The Eurofighter team at the bid opening was led by a senior EADS Cassidian official (not Dr Stefan Zoller as earlier posted), while the Rafale team was led by Dassault Aviation Vice President Alain Remaudière.
While nothing is clear just yet, sources suggest that it’s going to be tight: while it will take a few weeks to arrive at a common denomination (also currency conversions apparently — one of the bids had values in at least three currencies), sources indicate that the apparent difference between the two offers is thin, not as much as had been widely predicted (India’s Mint business daily quotes a source with “direct knowledge of the matter” that Dassault’s bid was “marginally lower” on unit cost compared to Eurofighter’s). There is, however, no official clarity on the bids, and there is unlikely to be any before a lowest bidder is made known next month. The MoD will presumably announce the lowest bidder officially.

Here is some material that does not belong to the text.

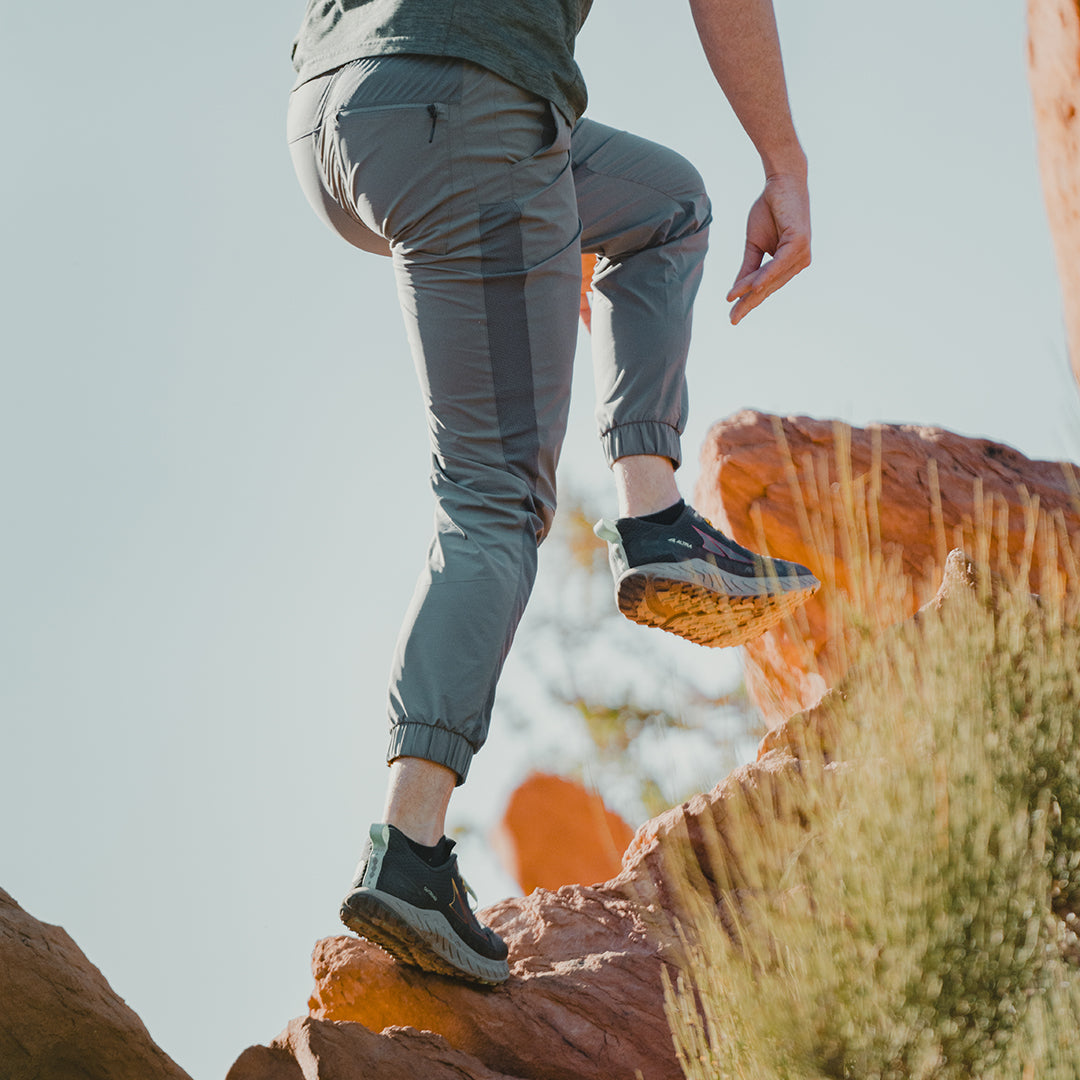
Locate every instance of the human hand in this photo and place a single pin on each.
(779, 225)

Clearly, it’s also a time ripe for reading into everything. The Pioneer newspaper suggests that a meeting between the Indian Prime Minister and French President in Cannes on the sidelines of the ongoing G20 summit, inexplicably cancelled at the last minute, suggested that France had lost the competition.
EADS Cassidian released this statement shortly after the opening of bids: Our offer for India’s Medium Multi-Role Combat Aircraft (MMRCA) tender is backed by the four Eurofighter partner nations as well as their respective aerospace and defence industries. It is competitive and designed to deliver maximum value to India. Our proposal to make India a full partner in the Eurofighter programme is fully supported by Germany, the UK, Spain and Italy.
Will update this post if/when Dassault makes a statement.